Pedro Soares Pimenta, que se definiu como “um presidente atípico”, porque não é um político, garantiu que o principal objetivo do partido, “cuja matriz principal se situa no centro-direita”, é ver “os problemas do país resolvidos”.

O partido, fundado em 1993, aposta também na revisão do código penal por entender que “as leis atuais deixam uma porta aberta para que os ricos se safem sempre”. “É precisa uma verdadeira alteração ao código penal, e este deve ser um trabalho que envolva os partidos e sociedade civil”, afirmou o presidente do MPT.

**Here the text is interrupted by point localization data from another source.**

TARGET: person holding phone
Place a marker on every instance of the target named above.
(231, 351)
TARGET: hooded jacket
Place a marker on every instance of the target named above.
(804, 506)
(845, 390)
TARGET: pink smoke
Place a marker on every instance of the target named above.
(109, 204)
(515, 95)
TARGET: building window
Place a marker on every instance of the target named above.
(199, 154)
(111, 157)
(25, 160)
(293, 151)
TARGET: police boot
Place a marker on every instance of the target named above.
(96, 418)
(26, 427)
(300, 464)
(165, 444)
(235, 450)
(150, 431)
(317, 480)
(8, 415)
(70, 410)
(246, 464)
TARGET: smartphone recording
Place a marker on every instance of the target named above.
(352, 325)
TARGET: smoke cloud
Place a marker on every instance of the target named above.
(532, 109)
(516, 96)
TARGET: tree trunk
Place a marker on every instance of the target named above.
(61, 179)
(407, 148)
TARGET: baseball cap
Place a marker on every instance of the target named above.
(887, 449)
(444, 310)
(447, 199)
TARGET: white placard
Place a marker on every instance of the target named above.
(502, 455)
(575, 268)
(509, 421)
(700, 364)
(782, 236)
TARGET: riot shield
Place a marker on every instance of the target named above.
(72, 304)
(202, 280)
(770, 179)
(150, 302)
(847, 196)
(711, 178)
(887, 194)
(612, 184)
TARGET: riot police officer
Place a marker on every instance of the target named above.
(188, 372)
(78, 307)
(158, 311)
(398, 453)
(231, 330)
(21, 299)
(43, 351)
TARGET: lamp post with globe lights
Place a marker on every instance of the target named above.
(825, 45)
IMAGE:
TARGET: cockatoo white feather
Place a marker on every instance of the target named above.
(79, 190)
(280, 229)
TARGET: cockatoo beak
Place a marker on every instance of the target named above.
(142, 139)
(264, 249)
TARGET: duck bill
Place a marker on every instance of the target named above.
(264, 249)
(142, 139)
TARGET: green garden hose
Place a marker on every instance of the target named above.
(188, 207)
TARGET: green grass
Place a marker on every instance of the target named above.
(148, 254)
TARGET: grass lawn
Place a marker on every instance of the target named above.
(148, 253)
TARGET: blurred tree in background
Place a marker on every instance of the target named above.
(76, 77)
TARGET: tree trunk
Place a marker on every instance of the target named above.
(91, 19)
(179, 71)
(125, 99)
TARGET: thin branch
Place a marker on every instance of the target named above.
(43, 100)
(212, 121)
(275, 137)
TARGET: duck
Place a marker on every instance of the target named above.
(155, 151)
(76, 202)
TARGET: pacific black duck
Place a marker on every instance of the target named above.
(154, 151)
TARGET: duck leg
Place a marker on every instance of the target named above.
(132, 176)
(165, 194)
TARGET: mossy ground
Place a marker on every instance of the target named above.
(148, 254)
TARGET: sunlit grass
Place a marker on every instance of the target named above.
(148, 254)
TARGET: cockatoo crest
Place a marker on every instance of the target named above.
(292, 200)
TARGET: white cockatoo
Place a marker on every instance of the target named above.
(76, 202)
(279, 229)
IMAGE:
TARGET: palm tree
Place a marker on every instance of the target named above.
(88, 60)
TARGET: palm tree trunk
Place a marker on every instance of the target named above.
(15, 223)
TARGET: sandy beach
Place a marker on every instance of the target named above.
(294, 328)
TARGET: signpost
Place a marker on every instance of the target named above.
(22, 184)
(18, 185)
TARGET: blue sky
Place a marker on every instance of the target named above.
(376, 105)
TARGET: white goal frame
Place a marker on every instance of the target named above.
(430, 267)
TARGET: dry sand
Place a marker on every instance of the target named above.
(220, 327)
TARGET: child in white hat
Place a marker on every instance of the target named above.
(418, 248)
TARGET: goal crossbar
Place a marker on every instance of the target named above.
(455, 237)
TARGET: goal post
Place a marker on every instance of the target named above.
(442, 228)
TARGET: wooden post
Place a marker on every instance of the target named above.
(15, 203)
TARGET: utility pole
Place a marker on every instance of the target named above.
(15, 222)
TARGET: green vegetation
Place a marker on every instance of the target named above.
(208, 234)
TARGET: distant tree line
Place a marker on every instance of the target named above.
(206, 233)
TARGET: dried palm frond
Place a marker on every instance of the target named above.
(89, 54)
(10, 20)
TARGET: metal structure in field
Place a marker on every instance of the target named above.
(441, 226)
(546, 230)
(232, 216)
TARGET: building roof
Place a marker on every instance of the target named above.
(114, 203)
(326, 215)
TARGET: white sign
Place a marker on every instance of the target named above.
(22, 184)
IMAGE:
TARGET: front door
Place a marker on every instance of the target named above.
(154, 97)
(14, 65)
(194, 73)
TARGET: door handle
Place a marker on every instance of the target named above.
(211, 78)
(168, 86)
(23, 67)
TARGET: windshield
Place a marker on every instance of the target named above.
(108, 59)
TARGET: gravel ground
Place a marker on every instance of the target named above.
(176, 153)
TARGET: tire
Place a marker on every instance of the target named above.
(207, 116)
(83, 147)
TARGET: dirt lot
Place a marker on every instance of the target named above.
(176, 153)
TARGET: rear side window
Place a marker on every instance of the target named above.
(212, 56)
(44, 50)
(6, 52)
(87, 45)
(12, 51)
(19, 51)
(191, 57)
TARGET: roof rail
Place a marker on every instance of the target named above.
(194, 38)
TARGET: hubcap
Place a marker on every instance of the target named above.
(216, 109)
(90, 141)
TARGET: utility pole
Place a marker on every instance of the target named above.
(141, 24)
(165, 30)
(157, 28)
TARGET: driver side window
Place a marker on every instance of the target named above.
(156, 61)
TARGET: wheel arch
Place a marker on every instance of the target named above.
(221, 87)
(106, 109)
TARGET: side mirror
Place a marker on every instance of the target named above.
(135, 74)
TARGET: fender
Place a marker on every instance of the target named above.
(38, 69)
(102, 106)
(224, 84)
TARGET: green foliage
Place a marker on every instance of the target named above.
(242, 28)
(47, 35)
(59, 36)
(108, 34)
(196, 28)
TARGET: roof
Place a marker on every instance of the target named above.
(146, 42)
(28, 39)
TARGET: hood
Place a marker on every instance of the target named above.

Pedro Soares Pimenta defendeu também a necessidade de integrar a diáspora nos processos eleitorais, considerando essencial a realização de censos aos portugueses que vivem no estrangeiro. “Há números que indicam que cerca de cinco milhões de portugueses, e desses apenas um milhão está recenseado”, afirmou o líder do MPT, defendendo também uma revisão do número Deputados eleitos pelos círculos fora do país.

O partido, que em 2019 teve 12.952 votos (0,25%), depois de ter conseguido 22.596 (0,42%) em 2015, considera que um bom resultado nas próximas eleições “será tudo o que esteja acima dos 13.000 votos.

O Presidente assegurou que o partido vai fazer campanha “com orçamento zero” apostando na “perseverança e muita teimosia dos seus candidatos e militantes”.